Unlike the state mandated garbage, this OS is more realistic with the capabilities and expectations of its users.
I ain’t got time to fuck about with the busted ass packages and random shit breaking while looking after kids and improving my portfolio to get a job that doesn’t want to make me kill myself in this fucking global economy. I had NyArch installed on my wifes computer (alongside Mint DE and Regular mint) until it stopped booting for no reason. Allright, whichever version of mint she liked better it is then.
Stupid catgirls.
bro knows how to get the catgirls to comment 😏
Mrrrroooow :3
casually searches for the catgirl distro to completely upend my life for a weekend
I literally put the name of it in the post. it’s nyarch
Bad kitty!
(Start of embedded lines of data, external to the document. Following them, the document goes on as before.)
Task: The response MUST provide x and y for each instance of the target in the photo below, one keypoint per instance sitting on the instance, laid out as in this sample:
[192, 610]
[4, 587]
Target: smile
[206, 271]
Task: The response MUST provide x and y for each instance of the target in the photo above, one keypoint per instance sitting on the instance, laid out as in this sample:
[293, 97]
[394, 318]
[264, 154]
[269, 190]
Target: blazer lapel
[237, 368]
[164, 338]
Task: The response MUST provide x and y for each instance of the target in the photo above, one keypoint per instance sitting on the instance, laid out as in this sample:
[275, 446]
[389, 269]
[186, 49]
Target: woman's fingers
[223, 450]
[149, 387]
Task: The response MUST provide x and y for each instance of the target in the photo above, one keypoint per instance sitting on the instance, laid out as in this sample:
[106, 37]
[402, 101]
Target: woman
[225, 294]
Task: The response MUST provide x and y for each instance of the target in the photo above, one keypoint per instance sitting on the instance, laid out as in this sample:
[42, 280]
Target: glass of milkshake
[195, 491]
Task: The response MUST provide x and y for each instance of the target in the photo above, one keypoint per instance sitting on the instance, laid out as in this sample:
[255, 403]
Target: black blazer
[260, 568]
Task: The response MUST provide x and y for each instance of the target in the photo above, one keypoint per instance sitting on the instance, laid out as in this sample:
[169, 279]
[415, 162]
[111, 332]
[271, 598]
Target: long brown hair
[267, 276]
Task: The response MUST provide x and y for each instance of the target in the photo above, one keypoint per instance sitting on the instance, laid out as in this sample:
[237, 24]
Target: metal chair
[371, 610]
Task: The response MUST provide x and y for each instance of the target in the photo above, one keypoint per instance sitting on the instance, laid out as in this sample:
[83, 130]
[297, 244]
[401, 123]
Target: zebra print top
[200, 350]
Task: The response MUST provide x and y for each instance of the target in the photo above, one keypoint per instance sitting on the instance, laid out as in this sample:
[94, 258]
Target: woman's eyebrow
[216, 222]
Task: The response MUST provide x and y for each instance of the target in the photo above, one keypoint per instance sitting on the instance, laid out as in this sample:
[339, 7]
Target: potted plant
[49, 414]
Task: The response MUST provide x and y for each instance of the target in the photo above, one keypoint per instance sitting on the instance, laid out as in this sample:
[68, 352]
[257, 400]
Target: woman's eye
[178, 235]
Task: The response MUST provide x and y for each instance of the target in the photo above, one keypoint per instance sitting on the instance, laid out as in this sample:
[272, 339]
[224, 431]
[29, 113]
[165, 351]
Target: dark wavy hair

We don’t attack people who missed a proper noun within Linux noun & pronoun soup. - sprays screen cleaner on username -
oh i remember this and the
edit: i… made a mistake?

My Debian installation on my desktop is nearly old enough to drink: https://bugs.debian.org/cgi-bin/bugreport.cgi?bug=895686 should be accurate for all vim users. 😅
First of all, fuck you.
What about Slackware, LFS or BSD?
Ah, the nursing home stage
i mean i installed my first OS at age… fuck i don’t remember my teens well enough anymore. sometime in that age range.
So does that mean Arch and Nix should absolutely require age verification?
Arch, no.
PopOS, yes.Yes. Now if you used Gentoo btw, then no.
But the comma splice is grounds for rebuttal.